Plaid Cymru’s Shadow Health Minister Rhun ap Iorwerth says that any plans that focus solely on ‘recovery from the pandemic’ overlook two decades of “managed decline”. 

Information published last week (Thursday 18 March) shows record highs for NHS Wales waiting lists, but Mr ap Iorwerth said that this masks problems that were already there and that waiting times for treatment and diagnostics were already too long before the pandemic. He said:

“Backlogs in surgery and diagnosis, a tired and understaffed workforce and missed targets – this was already the legacy of 20 years of Labour Health Ministers, before the pandemic struck. And they’ll only be repeated, unless our health and care system is completely transformed.

“Labour acknowledges these inequalities but does not accept the responsibility for this managed decline.

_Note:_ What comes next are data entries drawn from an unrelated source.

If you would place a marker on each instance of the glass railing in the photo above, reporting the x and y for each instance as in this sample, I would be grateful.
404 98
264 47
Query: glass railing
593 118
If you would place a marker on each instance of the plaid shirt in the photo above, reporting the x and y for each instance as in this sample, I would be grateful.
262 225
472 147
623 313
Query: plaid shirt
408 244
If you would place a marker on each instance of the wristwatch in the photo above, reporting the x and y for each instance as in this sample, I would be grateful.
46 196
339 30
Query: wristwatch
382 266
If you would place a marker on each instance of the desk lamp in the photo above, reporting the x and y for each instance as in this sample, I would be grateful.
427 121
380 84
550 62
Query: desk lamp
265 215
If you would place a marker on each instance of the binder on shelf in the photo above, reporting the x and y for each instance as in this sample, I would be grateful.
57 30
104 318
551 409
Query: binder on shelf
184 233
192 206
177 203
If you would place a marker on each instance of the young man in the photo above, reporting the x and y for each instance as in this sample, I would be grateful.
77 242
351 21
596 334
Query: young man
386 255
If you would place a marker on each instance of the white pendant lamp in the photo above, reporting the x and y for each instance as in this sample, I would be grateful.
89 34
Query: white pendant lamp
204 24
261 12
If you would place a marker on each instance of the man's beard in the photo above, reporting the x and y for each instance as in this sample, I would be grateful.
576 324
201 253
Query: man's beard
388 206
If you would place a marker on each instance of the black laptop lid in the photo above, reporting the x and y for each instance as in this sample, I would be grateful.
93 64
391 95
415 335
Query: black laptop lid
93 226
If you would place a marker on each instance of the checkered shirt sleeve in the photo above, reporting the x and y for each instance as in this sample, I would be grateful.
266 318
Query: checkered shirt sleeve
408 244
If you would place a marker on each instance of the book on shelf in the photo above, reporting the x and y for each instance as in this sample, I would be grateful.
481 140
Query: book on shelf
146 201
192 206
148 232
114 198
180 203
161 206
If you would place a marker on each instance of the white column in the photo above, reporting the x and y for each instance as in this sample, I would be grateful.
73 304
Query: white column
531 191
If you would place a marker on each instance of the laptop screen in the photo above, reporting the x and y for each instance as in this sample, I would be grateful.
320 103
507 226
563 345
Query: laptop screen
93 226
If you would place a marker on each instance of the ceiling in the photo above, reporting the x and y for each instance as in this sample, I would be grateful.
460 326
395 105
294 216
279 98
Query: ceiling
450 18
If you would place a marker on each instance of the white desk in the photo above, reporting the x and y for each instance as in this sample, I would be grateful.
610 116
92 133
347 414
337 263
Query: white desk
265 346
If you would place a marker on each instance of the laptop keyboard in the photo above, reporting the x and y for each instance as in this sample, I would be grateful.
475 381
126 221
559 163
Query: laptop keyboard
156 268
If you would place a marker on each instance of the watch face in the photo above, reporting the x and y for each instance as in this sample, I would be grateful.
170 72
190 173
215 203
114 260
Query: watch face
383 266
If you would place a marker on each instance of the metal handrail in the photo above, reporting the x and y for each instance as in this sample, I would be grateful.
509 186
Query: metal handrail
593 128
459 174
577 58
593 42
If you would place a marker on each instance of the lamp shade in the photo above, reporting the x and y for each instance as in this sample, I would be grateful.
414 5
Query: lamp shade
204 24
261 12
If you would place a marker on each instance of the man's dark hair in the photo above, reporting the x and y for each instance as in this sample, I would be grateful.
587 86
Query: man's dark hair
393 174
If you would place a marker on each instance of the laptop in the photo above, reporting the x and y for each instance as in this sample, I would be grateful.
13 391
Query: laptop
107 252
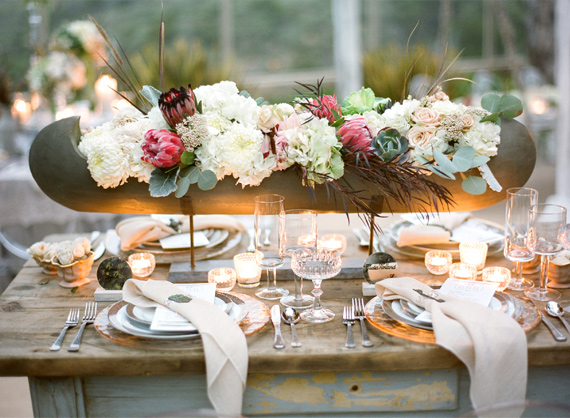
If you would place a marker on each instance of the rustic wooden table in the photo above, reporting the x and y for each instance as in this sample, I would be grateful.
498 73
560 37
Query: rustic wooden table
321 377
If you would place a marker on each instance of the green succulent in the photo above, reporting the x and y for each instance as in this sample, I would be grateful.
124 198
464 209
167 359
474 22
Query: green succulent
390 144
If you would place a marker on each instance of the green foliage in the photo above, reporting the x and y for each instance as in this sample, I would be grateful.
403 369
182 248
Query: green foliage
184 63
389 144
388 70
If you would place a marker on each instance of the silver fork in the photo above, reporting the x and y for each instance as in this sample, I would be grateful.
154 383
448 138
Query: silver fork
358 307
348 320
88 318
71 321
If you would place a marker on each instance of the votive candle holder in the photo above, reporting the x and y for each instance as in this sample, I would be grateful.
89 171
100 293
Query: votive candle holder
463 271
248 272
223 277
332 242
500 275
438 261
142 264
473 252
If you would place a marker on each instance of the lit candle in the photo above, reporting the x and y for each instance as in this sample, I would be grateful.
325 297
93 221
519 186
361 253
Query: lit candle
500 275
333 242
463 271
223 277
142 264
473 252
247 270
438 262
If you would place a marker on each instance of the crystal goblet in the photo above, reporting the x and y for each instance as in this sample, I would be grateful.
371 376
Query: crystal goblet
316 265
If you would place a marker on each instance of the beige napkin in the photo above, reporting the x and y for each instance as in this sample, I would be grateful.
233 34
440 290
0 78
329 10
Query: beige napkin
140 229
491 344
225 346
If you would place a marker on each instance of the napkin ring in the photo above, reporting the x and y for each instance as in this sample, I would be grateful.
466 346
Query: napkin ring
431 295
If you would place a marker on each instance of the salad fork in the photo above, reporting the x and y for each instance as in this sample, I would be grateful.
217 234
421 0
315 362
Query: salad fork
358 307
348 320
71 321
88 318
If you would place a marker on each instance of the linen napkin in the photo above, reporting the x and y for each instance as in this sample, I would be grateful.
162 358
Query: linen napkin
225 346
140 229
491 344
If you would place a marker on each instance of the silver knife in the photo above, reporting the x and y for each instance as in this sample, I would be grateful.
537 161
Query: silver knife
276 319
558 336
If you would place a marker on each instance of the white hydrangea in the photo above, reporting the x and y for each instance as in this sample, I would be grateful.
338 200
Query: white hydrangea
237 152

“Plaid Cymru will begin by training and recruiting 1,000 additional doctors and 5,000 nurses and other health workers taking pressure off the current workforce, and our seamless new National Health AND Care Service will give care workers the respect they deserve, putting them on the same terms and conditions and pay scales as health workers. 

“Staff and patients will benefit. Our cancer plan will speed up diagnosis and treatment, young people will be supported with their mental health and wellbeing through a network of youth welfare hubs. And we’ll prioritise preventative measures like never before.

“We can’t go back to how things were. Our NHS has to be rebuilt in a way that makes it more robust than ever – a task Plaid Cymru will begin on day one of Government.”